Scott: Moore's Law is alive and well. We keep getting to add exponentially more transistors to a chip, but we can't run them all. Because the chip will literally burn up. So we're in an environment where we're constrained entirely by power, from a performance design perspective. It's become entirely about performance per watt. About power efficiency. And that's where the [GPU] accelerator technologies really shine.
The amount of energy per FLOP is over seven times lower in a current accelerator than it is in a CPU. The top-line GPU today has over 500 processors on it--compared to 6 or 8 on a CPU die [chip]. The processors are much smaller and have much lower overhead.
Do you see this conversion to GPU-based supercomputing accelerating?

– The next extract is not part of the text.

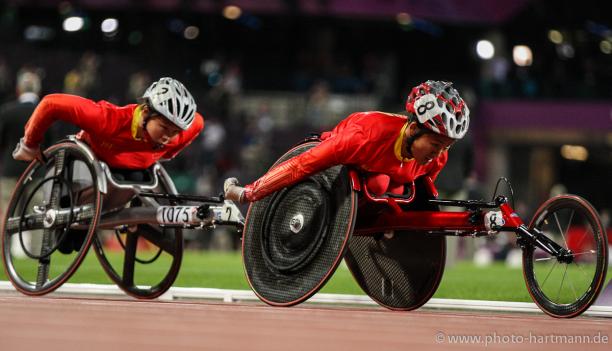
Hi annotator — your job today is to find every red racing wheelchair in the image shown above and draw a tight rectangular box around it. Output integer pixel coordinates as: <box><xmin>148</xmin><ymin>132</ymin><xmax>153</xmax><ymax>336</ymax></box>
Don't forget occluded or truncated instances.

Scott: Take a look at the Top 500 list. Three years ago the very first GPU-enabled computer showed up in the Top 500. Now they're more than doubling each year. At the high end of the list, three of the top five machines are GPU-enabled. And Oak Ridge is going with GPU supercomputing. So, it's a pretty fast ramp.
How does a GPU-centric supercomputer work?
Scott: You need to do the vast majority of your work on processing cores that are designed for energy efficiency [GPUs]. They're designed to execute hundreds of parallel threads efficiently. But you also need a small number of cores to run a single thread very fast. The leftover work that can't be parallelized, you want to run that on a CPU-style core.
High-performance computing code is highly parallel in a distributed memory fashion. In other words, you take your job and split it up over hundreds or thousands of separate nodes. And within each node, there will be parallel [GPU] work and serial [CPU] work. And typically the parallel work is going to be well over 90 percent of the code. Sometimes it's less, sometimes it's 99.9 percent of the code.
In the Titan machine, approximately 90 percent of the total FLOPs of that machine will come from the GPUs. And approximately 10 percent will be on the CPUs. It's 1:1. One CPU coupled with a Tesla GPU.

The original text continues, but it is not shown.